Re: Issue with "UNSTABLE_MACHINE"

Posted: Fri Jan 30, 2009 4:15 am
by blisk
It finally ended up giving me a good one, I had given up and just checked now after a couple hours and its a new one.. working fine.

How often do these bad WU's come up? How is it finally determined that its a bad work unit?

Re: "unstable_machine" in log file

Posted: Fri Jan 30, 2009 5:26 am
by DanGe
Glad to hear it's working again :)

Bad WUs do not come up too often. With WUs for beta clients like GPU, though, they do come up in a *slightly* higher frequency, I suppose. We usually finally determine a WU is a bad one if we find that the WU stops at nearly the same place for many people.

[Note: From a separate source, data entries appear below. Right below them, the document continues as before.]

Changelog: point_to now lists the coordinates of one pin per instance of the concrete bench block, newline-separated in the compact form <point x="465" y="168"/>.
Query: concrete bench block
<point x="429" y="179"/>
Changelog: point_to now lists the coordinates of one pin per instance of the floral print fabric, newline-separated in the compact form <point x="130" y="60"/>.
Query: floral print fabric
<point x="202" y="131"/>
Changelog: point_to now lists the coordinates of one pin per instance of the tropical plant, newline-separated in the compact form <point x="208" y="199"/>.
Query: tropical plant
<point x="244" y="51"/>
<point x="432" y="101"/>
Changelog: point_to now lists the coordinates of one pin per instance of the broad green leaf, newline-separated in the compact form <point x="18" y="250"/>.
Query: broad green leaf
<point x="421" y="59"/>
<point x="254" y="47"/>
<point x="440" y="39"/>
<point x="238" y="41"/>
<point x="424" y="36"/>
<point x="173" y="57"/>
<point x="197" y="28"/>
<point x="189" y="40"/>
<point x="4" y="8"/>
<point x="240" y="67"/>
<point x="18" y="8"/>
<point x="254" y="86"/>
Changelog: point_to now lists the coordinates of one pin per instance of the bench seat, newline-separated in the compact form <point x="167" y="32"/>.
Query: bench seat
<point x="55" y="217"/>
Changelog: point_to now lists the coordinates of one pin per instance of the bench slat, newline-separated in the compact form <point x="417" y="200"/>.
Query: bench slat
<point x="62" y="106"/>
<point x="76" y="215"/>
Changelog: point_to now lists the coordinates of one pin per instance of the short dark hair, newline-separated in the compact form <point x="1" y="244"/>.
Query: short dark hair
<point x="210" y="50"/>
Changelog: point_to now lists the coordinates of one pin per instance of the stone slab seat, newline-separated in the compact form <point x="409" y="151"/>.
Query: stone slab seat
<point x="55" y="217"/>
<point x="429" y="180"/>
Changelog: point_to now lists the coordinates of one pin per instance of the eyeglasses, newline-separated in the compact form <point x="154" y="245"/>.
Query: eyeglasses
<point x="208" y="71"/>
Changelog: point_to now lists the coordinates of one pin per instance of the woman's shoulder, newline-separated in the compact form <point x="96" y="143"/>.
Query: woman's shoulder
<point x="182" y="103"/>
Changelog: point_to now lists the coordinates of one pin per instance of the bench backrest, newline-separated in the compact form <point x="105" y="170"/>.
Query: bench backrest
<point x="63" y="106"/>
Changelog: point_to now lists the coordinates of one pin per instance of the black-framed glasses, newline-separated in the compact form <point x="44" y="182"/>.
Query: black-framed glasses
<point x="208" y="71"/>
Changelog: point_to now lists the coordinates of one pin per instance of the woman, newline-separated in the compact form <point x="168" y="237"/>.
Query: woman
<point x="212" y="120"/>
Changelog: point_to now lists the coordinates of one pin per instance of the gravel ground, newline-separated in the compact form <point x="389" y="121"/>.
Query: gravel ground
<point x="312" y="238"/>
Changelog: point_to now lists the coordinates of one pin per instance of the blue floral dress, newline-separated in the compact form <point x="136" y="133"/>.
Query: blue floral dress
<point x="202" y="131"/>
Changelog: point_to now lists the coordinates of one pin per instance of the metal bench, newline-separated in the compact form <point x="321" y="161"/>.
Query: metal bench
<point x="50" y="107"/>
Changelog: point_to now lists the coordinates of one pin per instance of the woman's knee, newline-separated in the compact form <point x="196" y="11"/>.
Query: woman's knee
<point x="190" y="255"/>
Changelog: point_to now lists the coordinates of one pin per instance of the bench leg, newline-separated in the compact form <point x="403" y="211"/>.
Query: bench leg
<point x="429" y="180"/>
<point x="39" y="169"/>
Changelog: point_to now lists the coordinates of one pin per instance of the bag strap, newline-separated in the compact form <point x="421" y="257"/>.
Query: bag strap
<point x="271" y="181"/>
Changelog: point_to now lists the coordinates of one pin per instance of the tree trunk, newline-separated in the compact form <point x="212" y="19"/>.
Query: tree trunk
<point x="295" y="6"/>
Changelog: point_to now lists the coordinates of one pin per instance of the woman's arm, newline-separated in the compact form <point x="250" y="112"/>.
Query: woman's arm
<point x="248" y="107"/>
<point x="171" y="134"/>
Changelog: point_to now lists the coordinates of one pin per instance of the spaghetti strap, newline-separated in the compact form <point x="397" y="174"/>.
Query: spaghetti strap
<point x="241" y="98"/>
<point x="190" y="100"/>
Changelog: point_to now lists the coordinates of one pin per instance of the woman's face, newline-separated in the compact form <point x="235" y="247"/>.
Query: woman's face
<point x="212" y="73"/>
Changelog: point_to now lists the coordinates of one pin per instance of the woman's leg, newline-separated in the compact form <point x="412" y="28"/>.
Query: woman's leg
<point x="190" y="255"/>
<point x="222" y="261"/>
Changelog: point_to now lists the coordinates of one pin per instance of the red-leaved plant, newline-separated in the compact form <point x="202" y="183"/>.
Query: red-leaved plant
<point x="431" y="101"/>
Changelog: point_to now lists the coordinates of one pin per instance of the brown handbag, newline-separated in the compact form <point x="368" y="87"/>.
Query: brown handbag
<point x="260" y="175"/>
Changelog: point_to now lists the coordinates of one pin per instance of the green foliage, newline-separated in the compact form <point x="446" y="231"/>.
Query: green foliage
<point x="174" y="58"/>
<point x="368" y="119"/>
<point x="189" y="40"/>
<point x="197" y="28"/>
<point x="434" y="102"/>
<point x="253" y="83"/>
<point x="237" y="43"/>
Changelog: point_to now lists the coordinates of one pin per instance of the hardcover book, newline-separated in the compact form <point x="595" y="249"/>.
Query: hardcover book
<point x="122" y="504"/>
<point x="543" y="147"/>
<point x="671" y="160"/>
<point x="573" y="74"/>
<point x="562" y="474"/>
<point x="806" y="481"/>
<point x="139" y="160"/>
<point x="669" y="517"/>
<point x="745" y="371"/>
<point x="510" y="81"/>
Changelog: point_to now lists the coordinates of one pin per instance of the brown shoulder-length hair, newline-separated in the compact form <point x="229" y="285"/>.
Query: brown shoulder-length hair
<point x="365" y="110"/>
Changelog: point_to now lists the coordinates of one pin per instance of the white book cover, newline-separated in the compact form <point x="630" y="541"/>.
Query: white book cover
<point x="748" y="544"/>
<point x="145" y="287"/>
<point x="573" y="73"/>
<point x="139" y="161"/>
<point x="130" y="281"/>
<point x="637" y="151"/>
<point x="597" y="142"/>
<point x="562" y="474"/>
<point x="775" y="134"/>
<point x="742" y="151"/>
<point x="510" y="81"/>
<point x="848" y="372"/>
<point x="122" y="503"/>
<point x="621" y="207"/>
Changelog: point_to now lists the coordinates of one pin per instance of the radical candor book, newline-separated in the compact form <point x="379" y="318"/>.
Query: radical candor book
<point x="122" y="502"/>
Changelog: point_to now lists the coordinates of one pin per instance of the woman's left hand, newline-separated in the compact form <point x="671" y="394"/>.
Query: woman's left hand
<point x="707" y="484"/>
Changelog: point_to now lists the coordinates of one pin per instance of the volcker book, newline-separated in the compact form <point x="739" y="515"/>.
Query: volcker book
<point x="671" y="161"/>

If you suspect your WU is a bad one, post in the Issues with a Specific WU section of the forum (viewforum.php?f=19).

To the mods: I think this thread should be moved to the aforementioned forum since this might be a bad WU.

Re: Project: 4743 (Run 9, Clone 902, Gen 11)

Posted: Fri Jan 30, 2009 10:48 am
by bruce
Thread moved and title changed.

Project: 4743 (Run 9, Clone 902, Gen 11) has been successfully completed by someone, so it's not really a bad WU.